Dalam kasus khusus yaitu mayat ABK yang meninggal karena sakit dan diketahui mengidap HIV maka perlu kerja ekstra dari KBRI Suva untuk meminta secara khusus kepada Departemen Kesehatan Fiji untuk mengeluarkan surat ijin agar mayat ABK dapat dikirimkan ke Indonesia. Biasanya peti matinya harus khusus dan sesampainya di tempat tinggal ABK segera dimakamkan dan peti mati tidak boleh dibuka oleh siapapun. Hal ini membutuhkan waktu yang lama sekali sekitar 1 bulan lebih. Selain itu kita masih harus menunggu kepastian protokol bandara negara mana yang mau menerima peti mati sebagai tempat transit karena tidak ada penerbangan langsung dari Fiji ke Indonesia.
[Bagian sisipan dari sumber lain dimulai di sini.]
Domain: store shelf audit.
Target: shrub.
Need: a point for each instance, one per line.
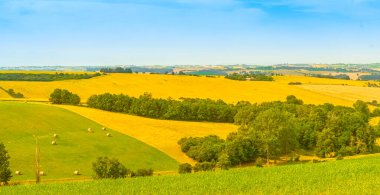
(142, 173)
(63, 96)
(294, 83)
(204, 166)
(185, 168)
(109, 168)
(5, 172)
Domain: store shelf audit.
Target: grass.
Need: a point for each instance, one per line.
(161, 134)
(190, 86)
(76, 149)
(354, 176)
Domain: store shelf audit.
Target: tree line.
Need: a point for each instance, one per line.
(329, 76)
(249, 76)
(12, 93)
(186, 109)
(44, 77)
(116, 70)
(273, 129)
(63, 96)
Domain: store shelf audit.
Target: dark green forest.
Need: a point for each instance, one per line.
(249, 77)
(273, 129)
(44, 77)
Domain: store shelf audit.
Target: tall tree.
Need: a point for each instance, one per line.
(268, 128)
(5, 172)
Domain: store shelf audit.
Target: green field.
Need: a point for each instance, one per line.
(76, 149)
(356, 176)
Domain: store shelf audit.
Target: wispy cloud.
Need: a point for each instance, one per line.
(361, 8)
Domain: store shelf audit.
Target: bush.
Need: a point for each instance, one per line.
(204, 166)
(294, 83)
(5, 172)
(142, 173)
(63, 96)
(184, 168)
(109, 168)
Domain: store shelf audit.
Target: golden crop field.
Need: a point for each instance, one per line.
(161, 134)
(175, 86)
(351, 93)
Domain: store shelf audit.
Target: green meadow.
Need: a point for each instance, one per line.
(76, 148)
(355, 176)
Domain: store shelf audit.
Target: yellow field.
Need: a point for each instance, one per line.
(190, 86)
(351, 93)
(44, 71)
(161, 134)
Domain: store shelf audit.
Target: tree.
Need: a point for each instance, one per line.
(268, 128)
(362, 107)
(5, 172)
(291, 99)
(224, 161)
(109, 168)
(63, 96)
(185, 168)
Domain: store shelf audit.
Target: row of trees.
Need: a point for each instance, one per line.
(106, 168)
(330, 76)
(63, 96)
(116, 70)
(274, 129)
(12, 93)
(44, 77)
(249, 77)
(186, 109)
(375, 77)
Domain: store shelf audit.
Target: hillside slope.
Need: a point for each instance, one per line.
(190, 86)
(356, 176)
(76, 149)
(161, 134)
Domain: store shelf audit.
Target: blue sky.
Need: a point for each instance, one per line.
(149, 32)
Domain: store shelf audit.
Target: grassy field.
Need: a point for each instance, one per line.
(161, 134)
(354, 176)
(76, 149)
(202, 87)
Dalam satu tahun rata-rata KBRI Suva menangani ABK yang meninggal dunia sekitar 3 orang. Ada yang dikirimkan ke Indonesia dan ada yang dimakamkan di Fiji. Kebanyakan penyebab kematian adalah sakit. Biasanya saya dan pejabat konsuler KBRI Suva setiap awal tahun berdoa agar tidak ada lagi ABK Indonesia yang meninggal dunia karena sangat menguras perasaan, hati dan pikiran dan tidak mampu membayangkan perasaan keluarga ABK.
Menurut saya, para ABK baik yang masih hidup dan bekerja di kapal dan yang meninggal dunia adalah para mujahid. Dengan keterbatasan yang dimiliki, mereka berjihad dengan bekerja keras, kuat dan tabah dalam menghadapi kerasnya kehidupan di laut selama berbulan-bulan demi memenuhi kebutuhan hidup keluarga di tanah air. Salut.